• Drug Companies Pay California Doctors Millions for Speaking, Meals and Research

    Posted on May 30, 2013 by in Breaking News

    1news_tower

    Contra Costa Times by Sandy Kleffman –

    March 12, 2013

    Along with his thriving Redwood City pain management and rehabilitation practice, Dr. Moshe Lewis is one of hundreds of California doctors who banks on another lucrative client: pharmaceutical companies.

    Since 2009, the Bay Area physician has received more than $224,000 from five drugmakers for speaking, consulting, travel and meals.

    And he’s in good company in the Golden State: Big Pharma paid doctors, researchers and institutions here more than $241 million from 2009 to 2012.

    Critics say the payments raise conflict of interest questions: Are doctors giving you a drug because you need it, or because they’re getting paid?

    And does the money affect research results?

    Doctors and researchers stoutly deny that the money influences them.

    “Pharmaceutical companies used to take doctors to dinner, but that was banned years ago,” said Dr.
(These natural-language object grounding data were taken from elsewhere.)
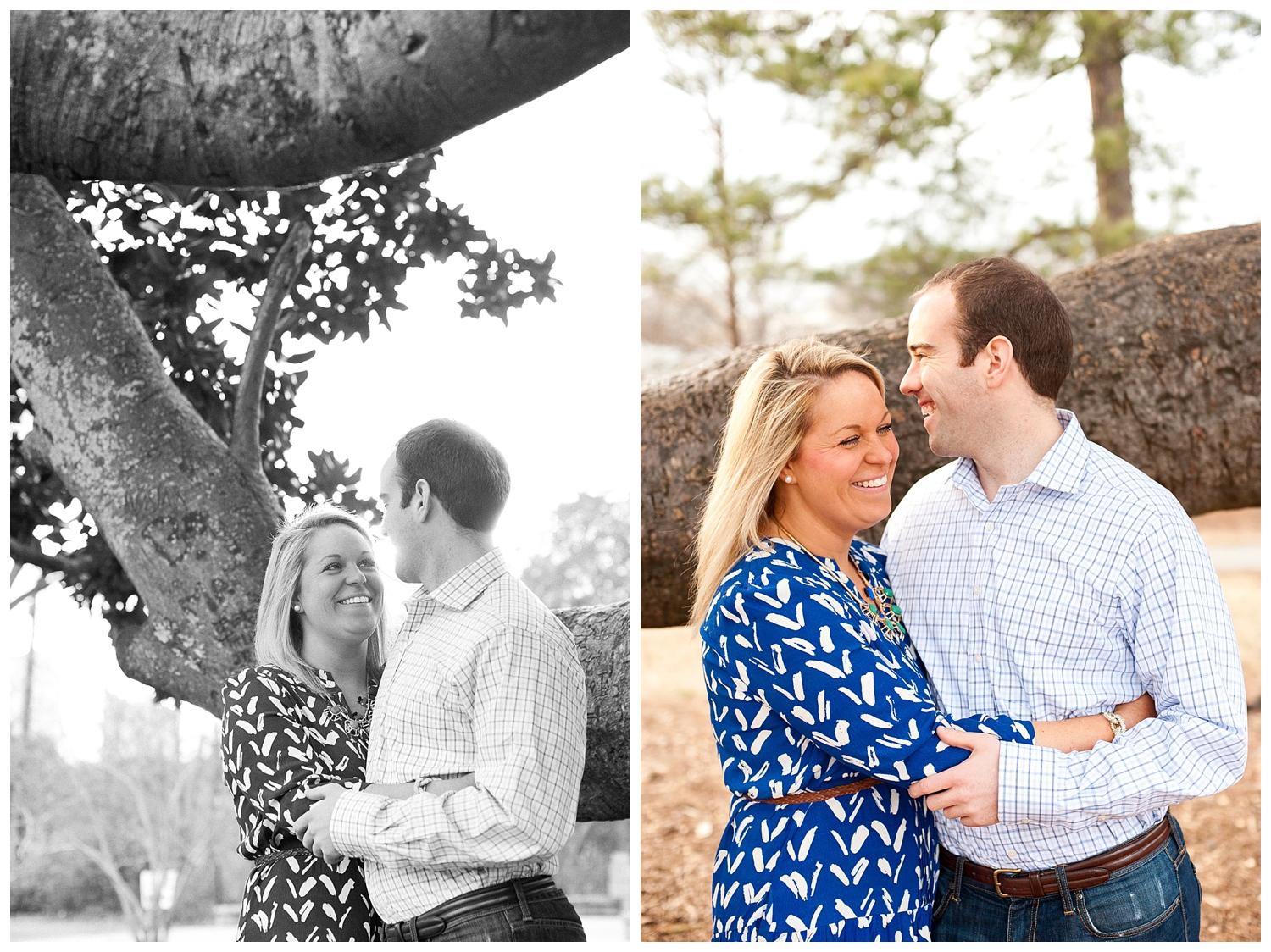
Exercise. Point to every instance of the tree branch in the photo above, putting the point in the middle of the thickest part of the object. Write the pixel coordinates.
(32, 555)
(38, 588)
(284, 271)
(276, 98)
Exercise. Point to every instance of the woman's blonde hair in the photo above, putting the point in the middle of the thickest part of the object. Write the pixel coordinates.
(770, 413)
(279, 636)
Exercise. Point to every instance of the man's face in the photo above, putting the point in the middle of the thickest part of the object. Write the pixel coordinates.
(950, 396)
(401, 528)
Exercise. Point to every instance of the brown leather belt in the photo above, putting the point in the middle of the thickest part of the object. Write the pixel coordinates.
(434, 923)
(1083, 875)
(816, 796)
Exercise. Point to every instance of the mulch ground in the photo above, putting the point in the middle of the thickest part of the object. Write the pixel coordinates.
(684, 807)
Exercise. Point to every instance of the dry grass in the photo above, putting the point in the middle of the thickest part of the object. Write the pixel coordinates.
(684, 806)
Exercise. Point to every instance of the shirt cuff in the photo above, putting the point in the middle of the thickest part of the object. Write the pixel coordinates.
(1026, 783)
(353, 822)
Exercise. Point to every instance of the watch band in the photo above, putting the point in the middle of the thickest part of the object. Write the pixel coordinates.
(1118, 723)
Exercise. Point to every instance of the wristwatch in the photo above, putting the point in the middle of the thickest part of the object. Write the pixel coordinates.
(1118, 723)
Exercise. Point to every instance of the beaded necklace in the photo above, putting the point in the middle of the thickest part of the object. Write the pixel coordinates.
(877, 604)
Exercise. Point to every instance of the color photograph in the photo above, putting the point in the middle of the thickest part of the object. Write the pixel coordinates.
(950, 476)
(323, 449)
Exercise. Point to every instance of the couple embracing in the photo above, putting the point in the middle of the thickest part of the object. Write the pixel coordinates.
(413, 786)
(973, 731)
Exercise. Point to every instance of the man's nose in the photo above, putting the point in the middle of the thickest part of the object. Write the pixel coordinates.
(909, 384)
Arthur Chanzel Jeng, an infection control specialist at UCLA-Olive View Medical Center in Sylmar.

    “Now they must provide some educational content.”
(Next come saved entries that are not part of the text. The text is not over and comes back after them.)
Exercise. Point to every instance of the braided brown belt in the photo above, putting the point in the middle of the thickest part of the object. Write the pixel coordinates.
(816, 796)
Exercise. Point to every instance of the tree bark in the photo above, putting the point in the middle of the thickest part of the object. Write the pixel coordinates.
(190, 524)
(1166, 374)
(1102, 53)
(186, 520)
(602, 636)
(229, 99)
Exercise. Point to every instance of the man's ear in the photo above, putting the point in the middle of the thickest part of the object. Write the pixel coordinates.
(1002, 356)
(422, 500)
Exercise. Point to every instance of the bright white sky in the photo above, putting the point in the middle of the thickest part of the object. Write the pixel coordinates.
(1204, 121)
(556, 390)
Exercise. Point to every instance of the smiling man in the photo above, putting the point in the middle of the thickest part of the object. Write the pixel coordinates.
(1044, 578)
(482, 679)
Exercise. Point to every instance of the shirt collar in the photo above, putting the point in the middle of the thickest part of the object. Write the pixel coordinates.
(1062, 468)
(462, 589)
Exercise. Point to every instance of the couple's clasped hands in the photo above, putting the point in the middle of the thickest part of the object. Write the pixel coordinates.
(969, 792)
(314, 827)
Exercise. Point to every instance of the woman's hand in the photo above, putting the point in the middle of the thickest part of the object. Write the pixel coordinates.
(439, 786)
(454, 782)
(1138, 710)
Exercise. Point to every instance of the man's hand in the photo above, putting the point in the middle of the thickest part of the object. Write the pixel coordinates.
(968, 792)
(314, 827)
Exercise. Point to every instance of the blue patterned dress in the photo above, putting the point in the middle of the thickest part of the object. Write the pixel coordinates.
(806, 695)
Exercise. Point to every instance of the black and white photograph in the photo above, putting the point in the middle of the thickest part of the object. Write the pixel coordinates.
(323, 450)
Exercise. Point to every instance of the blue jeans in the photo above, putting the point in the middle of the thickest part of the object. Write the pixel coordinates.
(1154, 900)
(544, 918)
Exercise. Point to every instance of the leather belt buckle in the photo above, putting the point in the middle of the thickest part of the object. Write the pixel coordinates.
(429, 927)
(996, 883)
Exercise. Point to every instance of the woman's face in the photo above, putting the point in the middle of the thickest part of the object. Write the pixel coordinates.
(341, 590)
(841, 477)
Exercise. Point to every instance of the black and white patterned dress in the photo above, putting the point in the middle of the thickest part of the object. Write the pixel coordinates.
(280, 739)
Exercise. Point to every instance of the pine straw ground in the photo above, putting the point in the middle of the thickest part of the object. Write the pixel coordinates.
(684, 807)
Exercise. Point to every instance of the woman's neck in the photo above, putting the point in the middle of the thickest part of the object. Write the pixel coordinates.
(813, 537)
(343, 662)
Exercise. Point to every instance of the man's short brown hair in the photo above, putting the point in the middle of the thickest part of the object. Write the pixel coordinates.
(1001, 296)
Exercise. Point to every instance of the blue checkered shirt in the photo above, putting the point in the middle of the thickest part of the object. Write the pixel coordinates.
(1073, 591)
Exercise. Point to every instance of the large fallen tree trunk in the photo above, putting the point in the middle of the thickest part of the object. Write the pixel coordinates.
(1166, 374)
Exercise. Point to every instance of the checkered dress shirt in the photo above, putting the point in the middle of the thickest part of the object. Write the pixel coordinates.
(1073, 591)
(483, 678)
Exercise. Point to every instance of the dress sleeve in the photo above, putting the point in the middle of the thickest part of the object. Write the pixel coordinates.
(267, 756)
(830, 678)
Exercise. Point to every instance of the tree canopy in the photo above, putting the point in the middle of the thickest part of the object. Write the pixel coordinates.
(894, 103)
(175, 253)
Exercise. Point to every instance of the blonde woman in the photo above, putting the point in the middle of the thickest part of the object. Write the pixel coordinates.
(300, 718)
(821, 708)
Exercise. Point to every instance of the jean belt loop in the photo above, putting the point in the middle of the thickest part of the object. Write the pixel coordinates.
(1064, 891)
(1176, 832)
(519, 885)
    The payments are revealed in a new database compiled by ProPublica, an independent nonprofit that focuses on investigative journalism.
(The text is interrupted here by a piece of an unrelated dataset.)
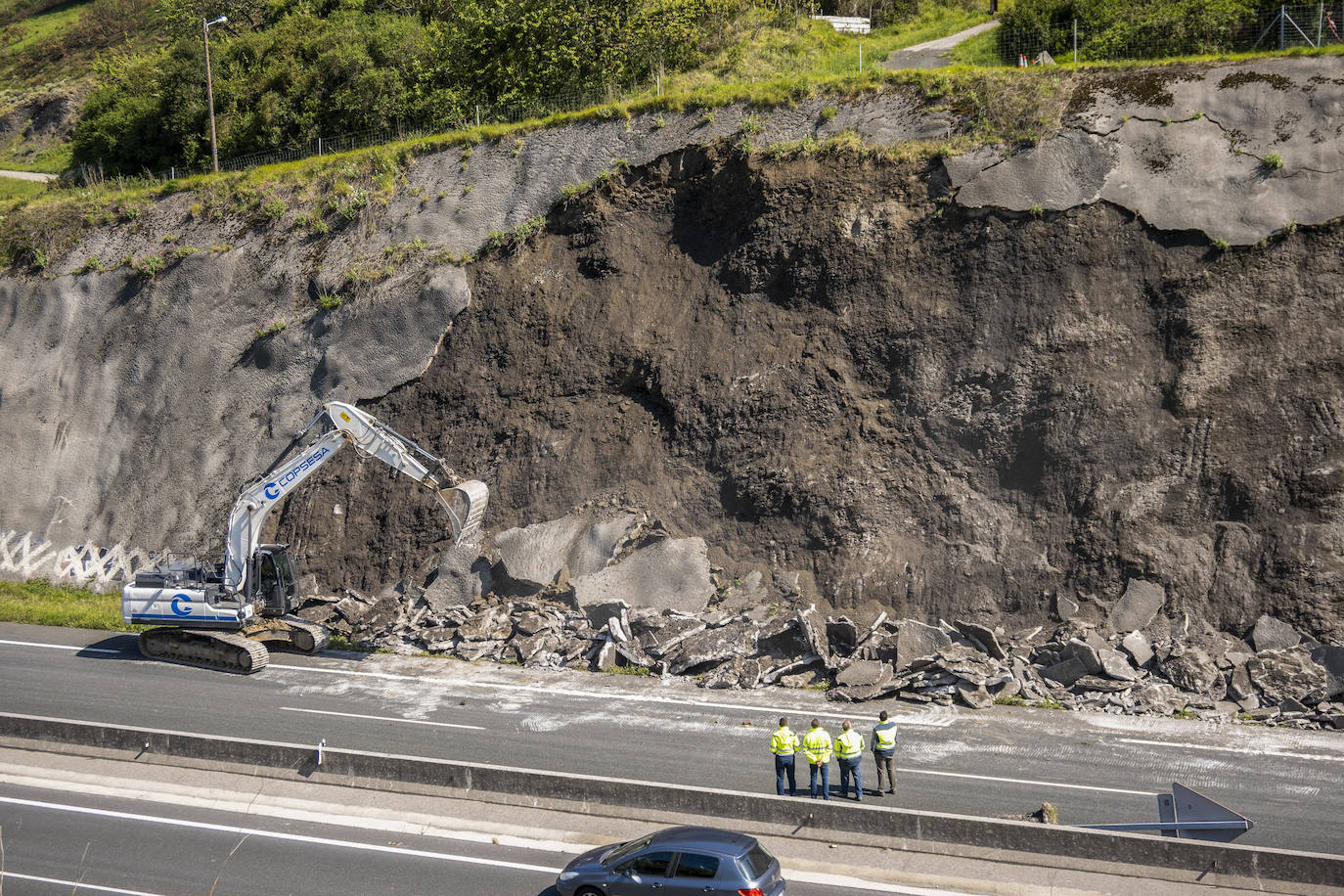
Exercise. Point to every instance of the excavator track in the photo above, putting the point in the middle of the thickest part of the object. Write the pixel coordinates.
(288, 633)
(222, 650)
    California received more drug company money than any state, exceeding 10 percent of the $2 billion paid out nationally, the database reveals. And that is only a partial accounting covering payments from 15 companies — such as Merck, Johnson and Johnson, GlaxoSmithKline and Astra Zeneca — representing about 47 percent of U.S. prescription drug sales in 2011.

    Some of the biggest Bay Area research institutions, who tout their own disclosure rules, showed hundreds of thousands of dollars in research grants.

    Consumers who visit the ProPublica website at www.propublica.org can type in their doctor’s name and find out if he or she received money. Next year, every drug and medical device maker that pays physicians will have to report such spending to a federal database as part of the Affordable Care Act health reform law.

    Lewis, the Redwood City doctor, said he supports the transparency and insists the money does not influence him.

    He said he lectures to doctors about new medications on the horizon. “I don’t over-endorse one product over another. I try to align myself with companies that I find to be ethical, that have not had multiple products pulled from the market.”

    His 2011 payments included $76,450 in speaking fees and $27,283 for travel from AstraZeneca, $20,700 for speaking and $3,159 for travel from Eli Lilly, and $7,250 for speaking and $961 for travel from Johnson & Johnson. He also received several thousand dollars for meals.

    The database links Dr. Gurkirpal Singh to more than $248,000 in Pfizer payments it lists for speaking, consulting, travel and meals since 2009. He said all the money went to Institute of Clinical Outcomes Research and Education in Palo Alto, where he is the chief scientific officer. Singh said the money paid for research.

    “I receive nothing — let me be very clear on that,” said Singh, who is an adjunct clinical professor at Stanford University.”There’s absolutely issues of conflict that you have to be careful about,” he said. “That’s why our contracts are written in such a way that we have 100 percent control over what we do.”

    Several years ago, Singh pointed out potential risks for patients of an anti-arthritis drug known as Vioxx while he was a paid consultant to Merck, its manufacturer. Merck ultimately withdrew the drug from the market.

    Concerns over influence have prompted institutions such as Stanford University to guard against conflicts.

    In 2006, Stanford’s medical school banned its physicians from accepting gifts from companies, including free meals and drug samples. It also limited industry marketing at the medical center. And in 2009, Stanford required its medical school faculty to publicly disclose on their website profiles if they received $5,000 or more for consulting activities from outside firms.

    “Stanford has been concerned that the integrity of research and patient care” not be influenced by private financial interests, said Kathryn Gillam, who since January has directed Stanford’s conflict of interest program.

    UC San Francisco requires its faculty to report funds from outside of the university and limits such payments to $20,000 per year, or less in some departments. Faculty members cannot spend more than 21 days per year on outside industry activities.

    Direct payments to doctors raise the most questions, but critics also worry about bias when drug companies pay for research, which Stanford and UCSF accept.

    Lisa Bero, a professor of clinical pharmacy and health policy at UCSF who studies bias and conflict of interest, and others recently published a study that found an association between industry funding of research and a favorable outcome for the company’s product.

    “There are many, many ways to influence the outcome of drug studies,” she said. “We need studies that aren’t done by the people who profit from the outcome.”